KENTSEL DÖNÜŞÜM DENİNCE İNSANLARIMIZIN UYKUSU KAÇIYOR
“Kentsel dönüşüm yahut kentsel yenileme, ismine ne derseniz deyin, ne yazık ki bu kavramların da prestijinin toplumda çok düşük kalması kelam konusu. Demek ki burada, bir yanlış var. Yani biz, bir mahalleye gidelim; buraya kentsel dönüşüm getireceğiz diyelim, o gece milletin uykuları kaçıyor. Zira, bir yerlerde yanlış yapılmış. Sarsıntının olduğu bir yerde ve buna dermanı olduğu düşünülen ‘kentsel dönüşüm gelecek’, dendiğinde sevineceğine, ‘eyvah n’olacağız’ diye kaygı edinen yüzbinlerce aile, insan var İstanbul’da. Zira makûs örnekleri yaşatıldı.”
TAYFUN KAHRAMAN: “BİRİNCİ ÖNCELİĞİMİZ DEPREM”
İmamoğlu’ndan evvel konuşan Zelzele Risk Idaresi ve Kentsel Uygunlaştırma Daire Lideri Tayfun Kahraman da zelzelenin İBB’nin birinci gündemlerinden biri olduğunu söyleyerek konuşmasını şöyle sürdürdü:
“Bu gündemi konuşmak için bizler, bilhassa İstanbul’da, Türkiye’de üniversitelerimize oluşan bilgi birikimini, kendi çalışmalarımıza, laboratuvarımıza aktarmak konusunda sizlerle birlikte işbirliği içerisinde olmak istiyoruz. Bu manada Bilim Heyetimizin, bize çok bedelli katkıları oldu. Bugüne kadar yaptığımız bütün çalışmalarda bize inanılmaz dayanaklar verdiniz. Hem Sarsıntı Çalıştayı’nın gerçekleştirilmesinde hem daha sonrasında, bilhassa yer çalışmalarımızda, sismoloji, bugün başlamış olduğumuz mikro bölgeleme çalışmalarında takviye verdiniz. Yapı tespit çalışmalarımız da bu türlü olduu. Biliyorsunuz, bugüne kadar yapılmamış bir işi yaptık, İstanbul’da.
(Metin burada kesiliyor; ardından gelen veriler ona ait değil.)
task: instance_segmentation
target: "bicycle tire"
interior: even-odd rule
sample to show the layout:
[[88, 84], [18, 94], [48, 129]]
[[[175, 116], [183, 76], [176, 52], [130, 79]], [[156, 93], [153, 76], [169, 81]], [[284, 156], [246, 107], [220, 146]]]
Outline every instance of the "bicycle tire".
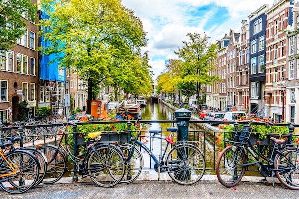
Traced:
[[[295, 147], [283, 149], [281, 154], [276, 155], [274, 163], [274, 169], [278, 170], [275, 171], [275, 174], [281, 183], [288, 188], [297, 190], [299, 190], [299, 150]], [[287, 171], [284, 169], [286, 166], [288, 167], [286, 168]], [[289, 168], [292, 169], [288, 169]]]
[[125, 173], [123, 156], [116, 146], [100, 145], [87, 158], [90, 178], [101, 187], [112, 187], [118, 183]]
[[66, 157], [58, 147], [54, 145], [43, 146], [39, 150], [45, 154], [48, 160], [46, 175], [41, 182], [52, 184], [57, 182], [66, 172]]
[[192, 185], [200, 180], [205, 171], [205, 161], [201, 151], [189, 144], [176, 146], [169, 151], [166, 161], [168, 175], [181, 185]]
[[126, 159], [126, 156], [128, 155], [129, 150], [132, 149], [132, 147], [133, 145], [130, 144], [124, 144], [118, 146], [118, 148], [122, 151], [125, 158], [125, 174], [123, 179], [120, 181], [121, 184], [129, 184], [134, 181], [140, 174], [143, 167], [142, 155], [135, 147], [133, 148], [133, 152], [130, 160]]
[[[0, 186], [11, 194], [21, 194], [33, 187], [39, 175], [39, 169], [34, 156], [24, 150], [17, 150], [5, 156], [19, 169], [15, 175], [1, 178]], [[9, 160], [8, 160], [9, 161]], [[0, 162], [0, 175], [11, 173], [13, 170], [6, 161]]]
[[[233, 147], [236, 147], [236, 149], [232, 148]], [[216, 165], [217, 177], [220, 183], [225, 187], [232, 187], [236, 186], [240, 182], [245, 173], [245, 166], [235, 168], [236, 163], [234, 162], [236, 160], [238, 160], [238, 164], [246, 163], [244, 150], [242, 150], [241, 156], [239, 156], [240, 151], [240, 147], [229, 146], [223, 149], [218, 158]], [[238, 157], [240, 157], [239, 160]], [[234, 173], [232, 174], [232, 172]]]

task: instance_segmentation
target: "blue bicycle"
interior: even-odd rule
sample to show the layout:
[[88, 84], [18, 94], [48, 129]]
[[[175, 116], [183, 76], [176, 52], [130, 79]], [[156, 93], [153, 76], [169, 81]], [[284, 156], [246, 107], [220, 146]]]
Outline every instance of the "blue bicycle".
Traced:
[[[119, 146], [125, 157], [125, 173], [120, 181], [122, 184], [128, 184], [133, 182], [140, 174], [143, 167], [143, 159], [139, 145], [150, 156], [155, 163], [155, 170], [158, 173], [158, 181], [160, 179], [160, 172], [167, 172], [174, 181], [182, 185], [191, 185], [198, 181], [204, 173], [205, 161], [203, 153], [199, 149], [193, 145], [182, 142], [179, 144], [173, 141], [173, 133], [177, 132], [177, 128], [167, 128], [170, 135], [165, 138], [155, 137], [161, 133], [160, 131], [150, 131], [150, 136], [141, 135], [142, 125], [139, 125], [139, 131], [137, 137], [131, 137], [133, 144], [125, 144]], [[167, 142], [165, 150], [159, 160], [146, 145], [138, 140], [140, 137], [148, 137], [165, 140]], [[165, 157], [166, 152], [169, 144], [172, 148]]]

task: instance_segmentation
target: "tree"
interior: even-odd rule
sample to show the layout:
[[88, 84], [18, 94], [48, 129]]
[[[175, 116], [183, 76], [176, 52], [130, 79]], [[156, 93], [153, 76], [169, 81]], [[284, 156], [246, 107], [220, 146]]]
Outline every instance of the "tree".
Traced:
[[61, 67], [72, 67], [87, 87], [86, 112], [101, 83], [113, 82], [110, 71], [138, 57], [146, 44], [141, 21], [120, 0], [42, 0], [49, 15], [41, 22], [42, 36], [50, 43], [44, 54], [58, 53]]
[[36, 20], [37, 8], [30, 0], [6, 0], [0, 2], [0, 50], [13, 47], [26, 32], [27, 24], [22, 16], [31, 21]]
[[210, 85], [219, 79], [217, 76], [210, 75], [213, 69], [213, 61], [216, 57], [215, 51], [217, 46], [209, 41], [209, 37], [205, 34], [188, 33], [189, 41], [183, 41], [183, 46], [175, 52], [182, 59], [183, 75], [182, 82], [196, 85], [197, 110], [199, 111], [200, 89], [203, 84]]

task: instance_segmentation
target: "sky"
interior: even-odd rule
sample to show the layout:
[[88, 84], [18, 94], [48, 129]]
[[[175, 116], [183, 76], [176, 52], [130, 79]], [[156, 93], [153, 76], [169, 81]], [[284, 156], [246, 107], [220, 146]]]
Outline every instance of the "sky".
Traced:
[[122, 0], [142, 20], [149, 39], [153, 78], [165, 68], [165, 61], [177, 58], [174, 51], [182, 46], [187, 33], [203, 33], [211, 41], [221, 39], [230, 29], [239, 32], [243, 19], [273, 0]]

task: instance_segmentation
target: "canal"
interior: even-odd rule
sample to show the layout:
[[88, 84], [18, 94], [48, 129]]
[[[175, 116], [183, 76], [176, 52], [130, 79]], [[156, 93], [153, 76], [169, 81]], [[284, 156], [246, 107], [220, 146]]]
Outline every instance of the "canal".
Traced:
[[[152, 103], [150, 101], [148, 101], [147, 103], [147, 106], [142, 110], [142, 119], [145, 120], [175, 120], [174, 111], [162, 103]], [[162, 130], [162, 137], [166, 137], [169, 135], [170, 132], [167, 131], [167, 127], [176, 126], [176, 124], [171, 123], [154, 123], [152, 125], [145, 124], [143, 125], [143, 129], [146, 130], [146, 135], [150, 135], [149, 132], [146, 132], [148, 130]], [[202, 152], [204, 151], [205, 155], [205, 159], [206, 161], [206, 168], [214, 168], [216, 165], [214, 165], [214, 158], [217, 160], [218, 157], [218, 147], [215, 146], [213, 143], [214, 142], [214, 133], [206, 132], [205, 137], [204, 134], [202, 132], [192, 132], [192, 130], [202, 130], [200, 126], [196, 124], [190, 124], [189, 126], [189, 131], [191, 131], [189, 134], [189, 140], [196, 141], [196, 144], [200, 149]], [[160, 136], [160, 135], [157, 135], [156, 136]], [[174, 140], [177, 140], [177, 133], [173, 134]], [[149, 147], [151, 148], [152, 152], [158, 157], [159, 155], [162, 155], [166, 146], [166, 142], [163, 140], [161, 141], [159, 139], [150, 139], [147, 138], [143, 140], [144, 143]], [[168, 152], [170, 149], [168, 147]], [[215, 150], [214, 150], [215, 149]], [[215, 151], [215, 152], [214, 152]], [[142, 154], [143, 155], [144, 160], [145, 161], [144, 168], [153, 168], [154, 165], [154, 162], [151, 161], [148, 154], [141, 150]], [[206, 173], [211, 172], [211, 170], [207, 170]]]

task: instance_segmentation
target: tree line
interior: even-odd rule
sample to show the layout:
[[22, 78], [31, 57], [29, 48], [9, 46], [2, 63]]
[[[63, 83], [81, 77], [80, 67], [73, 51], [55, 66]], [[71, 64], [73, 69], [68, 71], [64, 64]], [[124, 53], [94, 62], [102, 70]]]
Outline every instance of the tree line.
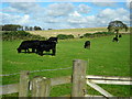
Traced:
[[19, 24], [4, 24], [0, 25], [2, 31], [38, 31], [44, 30], [41, 26], [22, 26]]

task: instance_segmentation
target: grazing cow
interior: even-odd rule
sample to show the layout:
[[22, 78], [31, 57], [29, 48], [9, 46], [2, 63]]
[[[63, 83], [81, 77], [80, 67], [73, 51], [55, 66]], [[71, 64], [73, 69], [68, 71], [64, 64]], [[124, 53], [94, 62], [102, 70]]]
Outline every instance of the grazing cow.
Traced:
[[90, 50], [90, 41], [86, 41], [84, 47]]
[[32, 48], [32, 53], [34, 53], [38, 44], [40, 44], [40, 41], [37, 40], [36, 41], [23, 41], [16, 50], [18, 50], [18, 53], [21, 53], [22, 50], [24, 50], [25, 53], [30, 53], [29, 48]]
[[120, 34], [119, 37], [122, 37], [122, 35]]
[[112, 42], [119, 42], [118, 37], [113, 37]]
[[57, 43], [57, 37], [50, 37], [47, 41], [53, 41]]
[[52, 55], [56, 53], [56, 42], [53, 41], [40, 41], [40, 45], [36, 48], [38, 55], [43, 56], [43, 52], [50, 52], [52, 50]]

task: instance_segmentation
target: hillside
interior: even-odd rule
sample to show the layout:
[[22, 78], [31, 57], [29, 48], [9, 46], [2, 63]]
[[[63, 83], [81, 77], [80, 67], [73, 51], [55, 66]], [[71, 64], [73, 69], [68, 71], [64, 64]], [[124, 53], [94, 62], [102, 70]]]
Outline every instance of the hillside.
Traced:
[[[75, 37], [86, 33], [107, 32], [107, 28], [88, 28], [88, 29], [65, 29], [65, 30], [45, 30], [45, 31], [29, 31], [31, 34], [45, 37], [56, 36], [58, 34], [73, 34]], [[122, 30], [124, 33], [124, 31]]]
Yeniden, Boğaziçi Üniversitesi Kandilli Rasathanesi ile birlikte yapmış olunan; 2018 yılındaki bir çalışmanın sonucu olarak, risk barındıran yapıları tespit etmek üzere çıkmış olduğumuz yolda, bizlere inanılmaz dayanak verdiniz.Bundan sonra da sizlerden, hem taban çalışmalarımızda hem de bundan sonra gerçekleştireceğimiz, alansal ve noktasal olarak yapıların dönüştürülmesi konusunda dayanak ve yol göstericiliğinizi bekliyoruz. Bizim için bu takviye çok değerli. Bundan sonra da sizlerin katkılarıyla birlikte, daha çok işe imza atmak istiyoruz.”